■「ちかさんがいなかったら、私はここにいない」
ちかさんは「下地は、キャンバスにしようと思って。三つ葉を書いて、四つ葉を1個だけにしてみんなに探してもらう。見つけた人が幸せになるみたいな」と、はにかみながら答えます。お客さんを幸せにしたいという、優しい思いが込められていました。

てる子さんをはじめ、この日の店のスタッフたちのドレスコードは「黒」。卒業や誕生日などその日の主人公がいる場合は、他のスタッフは黒服に徹するというのが、バーなどでは鉄則だといいます。

「きょうまで、おつかれさまでした…」

店の後輩たちが、メイク中のちかさんにお礼の品を渡しに来ました。

ちかさんにプレゼントを渡す仲間のスタッフ

いまこの店に所属しているスタッフのほとんどは、ちかさんより年下です。ちかさんが6年前に店に入ったときは、同世代の仲間がほとんどでしたが、新しい人生に進むために2~3年ほどで卒業しています。

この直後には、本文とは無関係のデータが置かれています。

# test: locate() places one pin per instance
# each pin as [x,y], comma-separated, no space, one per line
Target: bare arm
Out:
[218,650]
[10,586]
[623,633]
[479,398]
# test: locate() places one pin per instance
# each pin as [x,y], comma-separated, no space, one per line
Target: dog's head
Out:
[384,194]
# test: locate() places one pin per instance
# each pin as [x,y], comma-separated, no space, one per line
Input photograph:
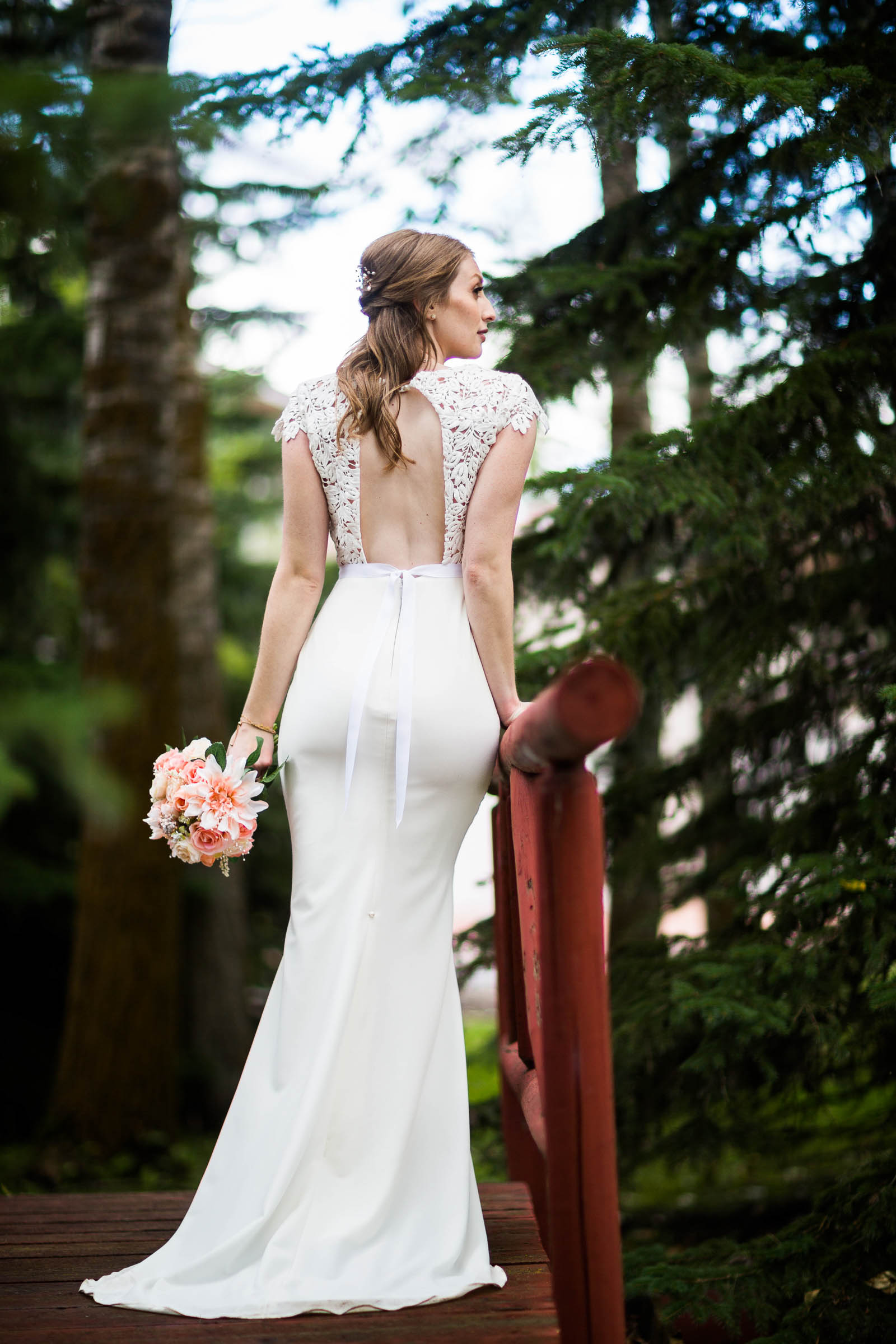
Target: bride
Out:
[342,1178]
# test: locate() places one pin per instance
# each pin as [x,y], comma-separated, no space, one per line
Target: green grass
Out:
[484,1084]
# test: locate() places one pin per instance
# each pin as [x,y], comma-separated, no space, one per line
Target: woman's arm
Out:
[488,584]
[292,600]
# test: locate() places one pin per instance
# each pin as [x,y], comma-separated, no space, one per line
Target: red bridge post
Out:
[553,988]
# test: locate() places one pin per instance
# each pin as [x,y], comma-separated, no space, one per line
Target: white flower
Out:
[183,850]
[195,750]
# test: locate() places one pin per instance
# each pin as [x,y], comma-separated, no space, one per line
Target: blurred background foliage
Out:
[746,563]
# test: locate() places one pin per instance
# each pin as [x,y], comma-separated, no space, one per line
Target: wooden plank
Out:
[521,1311]
[55,1241]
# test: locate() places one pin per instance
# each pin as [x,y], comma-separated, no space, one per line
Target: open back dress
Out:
[342,1178]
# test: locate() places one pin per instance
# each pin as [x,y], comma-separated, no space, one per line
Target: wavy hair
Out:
[401,276]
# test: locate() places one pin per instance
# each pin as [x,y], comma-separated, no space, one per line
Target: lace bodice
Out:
[473,407]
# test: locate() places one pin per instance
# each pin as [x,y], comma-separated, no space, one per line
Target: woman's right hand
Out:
[515,711]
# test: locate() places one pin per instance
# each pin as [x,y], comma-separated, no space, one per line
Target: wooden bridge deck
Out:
[49,1244]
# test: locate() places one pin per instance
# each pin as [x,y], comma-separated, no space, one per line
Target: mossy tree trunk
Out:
[119,1057]
[217,1023]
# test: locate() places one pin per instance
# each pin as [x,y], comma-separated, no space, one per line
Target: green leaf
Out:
[217,749]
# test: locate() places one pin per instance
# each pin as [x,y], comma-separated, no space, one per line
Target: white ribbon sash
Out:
[406,581]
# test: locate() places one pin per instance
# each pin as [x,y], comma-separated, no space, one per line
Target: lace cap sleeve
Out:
[295,416]
[520,407]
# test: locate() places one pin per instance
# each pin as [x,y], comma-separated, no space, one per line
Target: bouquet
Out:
[204,803]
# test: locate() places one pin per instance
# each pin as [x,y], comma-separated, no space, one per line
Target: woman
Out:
[342,1179]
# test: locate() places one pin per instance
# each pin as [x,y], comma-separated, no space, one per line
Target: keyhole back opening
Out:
[402,510]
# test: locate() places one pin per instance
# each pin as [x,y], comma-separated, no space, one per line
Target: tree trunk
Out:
[216,925]
[119,1057]
[634,875]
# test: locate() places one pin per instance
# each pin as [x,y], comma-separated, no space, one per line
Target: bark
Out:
[216,926]
[119,1056]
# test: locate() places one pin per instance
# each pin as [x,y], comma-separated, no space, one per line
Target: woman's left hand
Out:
[244,743]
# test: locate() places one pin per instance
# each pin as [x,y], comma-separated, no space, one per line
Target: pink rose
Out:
[207,842]
[155,822]
[193,771]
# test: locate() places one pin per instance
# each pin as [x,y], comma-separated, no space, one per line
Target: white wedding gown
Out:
[342,1178]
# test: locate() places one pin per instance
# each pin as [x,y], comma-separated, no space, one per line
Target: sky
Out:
[506,213]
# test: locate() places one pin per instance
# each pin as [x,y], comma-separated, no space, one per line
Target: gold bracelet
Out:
[253,725]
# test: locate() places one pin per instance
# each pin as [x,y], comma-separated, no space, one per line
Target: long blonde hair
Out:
[401,276]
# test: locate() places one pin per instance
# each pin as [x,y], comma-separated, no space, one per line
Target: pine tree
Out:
[767,1045]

メイクの下地に使うベビークリームや、チョコレートなど、ちかさんが喜びそうなものがプレゼントされます。店長のてる子さんからは、色とりどりのタオルが贈られました。

「家族で使えるバスタオルとか、赤ちゃんのおくるみにも使えるやつ」

「わーすごいレインボー!!もうどうしよう、ずっとお世話になってばかりで…」

感激した様子のちかさんに対し、てる子さんは「ほんとよね!たくさん世話したよね、私たち。この人が酔いつぶれているときとかさ~!」と後輩たちを巻き込んで、笑顔を誘いました。

魔ァ子さん

店の後輩の1人、魔ァ子(まぁこ)さんです。初めて客として店に来たとき、店番をしていたのが、てる子さんとちかさんだったといいます。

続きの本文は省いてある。